Si nous avions été à la place de Marie, qu’aurions-nous fait, qu’aurions-nous dit ? Dans son petit livre sur l’intranquillité, Marion Muller-Colard écrit : “À sa place, j’y aurais réfléchi à 2 fois. Mais, à vrai dire, on ne réfléchit pas devant la grâce. Ou bien on croise les bras, ou bien on acquiesce… On ne peut que consentir.”  Pourtant, Marie répond de façon admirable : pas un mot de trop, mais seulement une question sur le comment ; elle ne demande pas de signe, elle ne pose pas de condition, et l’ange répond à sa question : “L’Esprit Saint viendra sur toi” et puis il lui donne un signe qu’elle n’a pas demandé, avec cette petite phrase qui est le cachet de Dieu : “Rien n’est impossible à Dieu”. Je crois que nous pourrions reprendre à notre compte cette question de Marie : “Comment cela se fera-t-il ?”  et la réponse de l’ange : “L’Esprit Saint viendra sur toi” sans oublier le dernier mot de l’ange : “Rien n’est impossible à Dieu”, car trop souvent, nous manquons de foi et de confiance.
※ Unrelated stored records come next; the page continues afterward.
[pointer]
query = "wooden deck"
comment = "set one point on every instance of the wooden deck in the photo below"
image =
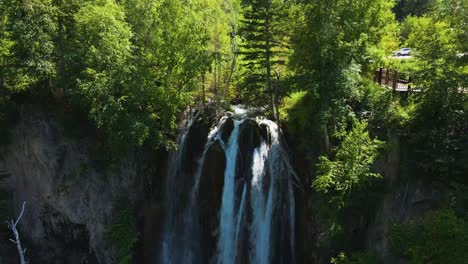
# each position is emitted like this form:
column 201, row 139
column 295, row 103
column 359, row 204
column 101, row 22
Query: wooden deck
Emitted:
column 394, row 81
Et la réponse de Marie est toute simple : “Voici la servante du Seigneur” c’est à dire “Me voici, je suis partante. Si je peux faire quelque chose, si je peux être utile, me voici.“ Or Marie ne sait pas ce qui va lui arriver ; elle ne sait pas si elle en est capable. Dieu lui demande seulement d’être là et d’avoir confiance, de consentir à l’action de l’Esprit en elle : voilà sans doute le moment le plus prodigieux de l’histoire du salut : Dieu prend chair de notre chair et s’incarne dans le sein d’une femme.
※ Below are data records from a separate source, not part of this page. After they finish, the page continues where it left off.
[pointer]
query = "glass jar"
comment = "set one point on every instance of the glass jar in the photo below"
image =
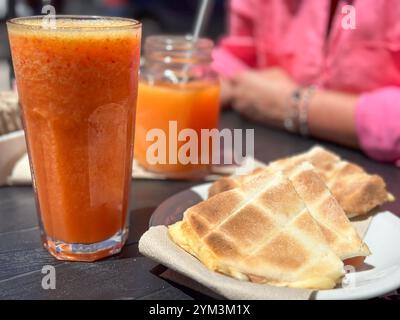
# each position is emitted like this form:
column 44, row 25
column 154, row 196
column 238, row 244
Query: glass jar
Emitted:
column 179, row 95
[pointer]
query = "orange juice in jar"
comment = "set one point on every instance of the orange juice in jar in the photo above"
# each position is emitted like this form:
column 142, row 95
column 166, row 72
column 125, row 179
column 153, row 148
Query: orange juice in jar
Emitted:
column 178, row 90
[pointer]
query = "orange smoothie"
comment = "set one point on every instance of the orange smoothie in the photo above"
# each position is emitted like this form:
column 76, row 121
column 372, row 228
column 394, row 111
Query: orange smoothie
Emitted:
column 194, row 105
column 78, row 86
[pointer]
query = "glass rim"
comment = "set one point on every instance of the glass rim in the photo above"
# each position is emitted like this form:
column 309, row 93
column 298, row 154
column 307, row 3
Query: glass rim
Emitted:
column 130, row 23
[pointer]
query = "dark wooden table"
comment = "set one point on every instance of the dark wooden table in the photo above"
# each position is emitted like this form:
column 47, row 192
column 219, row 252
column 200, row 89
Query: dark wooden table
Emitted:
column 129, row 275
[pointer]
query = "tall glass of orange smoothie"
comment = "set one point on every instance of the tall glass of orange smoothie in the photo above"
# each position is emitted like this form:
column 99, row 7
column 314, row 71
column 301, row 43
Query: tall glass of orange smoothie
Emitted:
column 77, row 83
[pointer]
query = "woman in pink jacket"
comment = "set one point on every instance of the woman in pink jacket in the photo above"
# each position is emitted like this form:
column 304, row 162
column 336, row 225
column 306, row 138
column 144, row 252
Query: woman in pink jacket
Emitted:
column 329, row 68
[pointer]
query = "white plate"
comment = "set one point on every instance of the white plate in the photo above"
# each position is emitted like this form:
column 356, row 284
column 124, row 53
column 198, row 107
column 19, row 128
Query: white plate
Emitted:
column 382, row 272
Comme toujours, il y a un contraste étonnant mais aussi un lien très fort entre la grâce et la faiblesse. Et l’Esprit Saint passe par là, il est une force que nous recevons dans la faiblesse, à condition d’être disponible comme Marie, en état d’annonciation. Comment cela se fera-t-il ? L’Esprit Saint viendra sur toi et la puissance du Très-Haut te couvrira de son ombre. Et Marie est partie aussitôt visiter sa cousine Élisabeth. L’Esprit la conduira jusqu’à la Croix. C’est là que naît l’Église et que s’ébauche le Royaume. C’est là qu’il faut tout remettre à Dieu.

En conclusion

Comment faire le portrait réel de Marie ou plutôt comment ne pas faire d’elle un portrait imaginaire, excessif, qui la rendrait inaccessible ? Elle est une croyante comme nous, mais totalement ouverte à la grâce de Dieu : c’est par elle que s’accomplit le salut de Dieu : elle nous donne Jésus et Dieu nous la donne comme Mère. Alors ne craignons pas de la prendre chez nous comme il est dit à Joseph.
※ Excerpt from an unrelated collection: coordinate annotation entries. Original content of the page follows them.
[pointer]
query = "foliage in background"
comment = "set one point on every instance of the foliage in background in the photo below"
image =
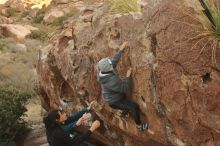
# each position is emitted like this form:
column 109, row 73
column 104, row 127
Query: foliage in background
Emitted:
column 40, row 34
column 38, row 18
column 11, row 11
column 59, row 21
column 209, row 30
column 210, row 20
column 12, row 108
column 123, row 6
column 17, row 68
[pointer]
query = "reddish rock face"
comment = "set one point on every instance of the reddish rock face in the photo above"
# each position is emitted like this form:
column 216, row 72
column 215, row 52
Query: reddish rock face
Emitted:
column 181, row 93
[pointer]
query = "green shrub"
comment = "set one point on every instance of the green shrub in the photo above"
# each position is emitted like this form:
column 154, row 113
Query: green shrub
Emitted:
column 41, row 34
column 124, row 6
column 2, row 45
column 210, row 20
column 11, row 11
column 40, row 15
column 12, row 108
column 38, row 18
column 59, row 21
column 24, row 14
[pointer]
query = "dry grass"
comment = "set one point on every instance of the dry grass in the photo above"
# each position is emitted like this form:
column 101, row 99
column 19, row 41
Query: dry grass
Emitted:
column 123, row 6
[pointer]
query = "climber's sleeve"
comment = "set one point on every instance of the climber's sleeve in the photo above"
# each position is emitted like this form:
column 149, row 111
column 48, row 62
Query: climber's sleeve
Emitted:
column 83, row 136
column 75, row 117
column 120, row 86
column 69, row 126
column 116, row 58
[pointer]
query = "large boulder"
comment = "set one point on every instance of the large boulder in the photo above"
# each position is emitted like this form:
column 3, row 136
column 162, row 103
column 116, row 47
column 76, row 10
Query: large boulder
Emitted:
column 180, row 91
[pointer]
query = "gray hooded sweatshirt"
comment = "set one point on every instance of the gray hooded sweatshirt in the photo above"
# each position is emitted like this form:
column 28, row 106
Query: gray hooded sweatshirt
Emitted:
column 113, row 88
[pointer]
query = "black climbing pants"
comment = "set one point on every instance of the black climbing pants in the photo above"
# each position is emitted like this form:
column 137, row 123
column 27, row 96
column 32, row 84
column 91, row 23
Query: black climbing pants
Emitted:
column 129, row 105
La vérité de Marie est bien là tout entière dans l’Évangile ; ne la cherchons pas ailleurs dans des apparitions ou des révélations privées ; Marie nous ramène toujours à l’Évangile de son Fils, à cette bonne nouvelle dont elle est la première messagère. Et si nous revenons à l’Évangile, nous n’y voyons pas Marie monter au ciel, mais nous l’entendons chanter son Magnificat, le chant des promesses de Dieu dont elle pressent qu’elles s’accompliront pour elle un jour.

Il nous est bon de nous tourner vers Marie dans la prière et j’aime la manière dont le pape François parle de Marie à la fin de son exhortation “Gaudete et Exsultate” (2018) .

“Marie est la sainte parmi les saints, la plus bénie, celle qui nous montre le chemin de la sainteté et qui nous accompagne. Elle n’accepte pas que nous restions à terre et parfois elle nous porte dans ses bras sans nous juger. Parler avec elle nous console, nous libère et nous sanctifie. La Mère n’a pas besoin de beaucoup de paroles, elle n’a pas besoin que nous fassions trop d’efforts pour lui expliquer ce qui nous arrive. Il suffit de chuchoter encore et encore : ”Je vous salue, Marie...”.”